I never underestimate an opponent. You guys are struggling now, but you are the home team with a winning home record. That enough makes you a dangerous team for the Jazz to deal with. I think it is great that you guys are up in the playoff mix these last 2 years that you weren't a part of the years before. You have only played 20 games, I bet you at least go 41-21 the rest of the season.

If you guys play up to your potential and are healthy, you are a solid 50+ win team and a playoff team. Good luck tonight.


----------



## leidout (Jul 13, 2005)

Ok, so if Livingston scores at least 25 points, 8 assists and gets fouled at least 10 times tonight, then i will change my position on trading him.


----------



## yamaneko (Jan 1, 2003)

There is no one game performance by livingston that can make me believe that having him for 3 seasons will be more productive than having iverson for three seasons. Maybe if he scores 100 points and has 15 assists 10 rebounds, 10 blocks, 10 steals, 0 turnovers.


----------



## Darkwing Duck (Sep 6, 2004)

Can you guys tell an outsider what's up with Brand this year? Is it him? Chemistry issues?
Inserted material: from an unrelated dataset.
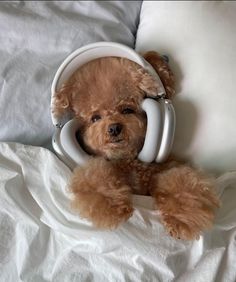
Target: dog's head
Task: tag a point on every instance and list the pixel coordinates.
(106, 95)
Bad coaching?


----------



## cadarn (Feb 1, 2006)

bs call on brand takes him out early with two fouls.


----------



## ElMarroAfamado (Nov 1, 2005)

man, i hate Okur damnit he always seems to shoot like 100% against us haha damn its ******** annoying!! damnit Kaman needs to put a damn body on him or somethin or get a damn hand in the air....


----------



## cadarn (Feb 1, 2006)

cadarn said:


> bs call on brand takes him out early with two fouls.


another absolute garbage foul on brand. When people knock each other over there's no foul, but anytime brand touches someone it's a foul.


----------



## cadarn (Feb 1, 2006)

Clippers down by 5 at the half. That's what happens when brand gets taken out of most of the half by some terrible calls.


----------



## qross1fan (Dec 28, 2004)

10 points for Kaman
4/3 for Livingston

I see more dedication, desire and passion of the game tonight, more-so then ever. Coincidence that Sammy and Maximus are out? I think not.


----------



## ElMarroAfamado (Nov 1, 2005)

are you trying to bad mouth Sam or Corey?? i hope not ...

livingstin is just out on the floor its funny, he is just a body out on the floor not doing **** i can play point and we would play the same and ima ******* fatass

geesh....im slowly but surely starting to despise Livingston more and more....it seems like he cant even pass now, and thats what people were on his **** for geesh....pathetic....
ah the Clippers finally playing like the Clippers of old!!!
thanks Livingston!:laugh: 
it seems like his suckiness rubs on everyone on the court...
they are lucky they are not done but 30

if Cassell would have started this game we would be up by atleast 10 right now .....


----------



## clips_r_teh_wieners (Nov 4, 2005)

absolute garbage. it's frustrating to see shaun livingston, OUR FUTURE, completely dominated by deron williams, a sophomore that wasn't even close to being hyped up as livingston was. clips future and progress of livingston are tied togehter, and both look very bleak right now


----------



## yamaneko (Jan 1, 2003)

Well, the clippers probably will never win when kaman and thomas are the best players on the night. 

Clippers again with sloppy ball play, missed layups/rebounds galore. I think the new ball will help the clippers. Cant be any worse..its like someone has put vaseline on the ball...clippers cant hit a layup or grab a rebound it seems


----------



## universal! (Mar 5, 2006)

EB and Livingston got whooped by their counterparts, though the 3rd foul in the second quarter really took EB out of the game. Boozer reminds me of how EB used to play- strong to the basket, banging inside, grabbing rebounds left and right.

What happened to the Clips team defense? The rotations were off, it looked like a pick up game out there,


----------



## FanofBrand (Dec 13, 2006)

What a game that was! It was so close too. I had great seats last night, thanks to a friend, but I was a little disappointed to see such an intense game end at Clippers 86 to Utah 105. 

Who was the young woman that sang The National Anthem? She had such a beautiful voice!


----------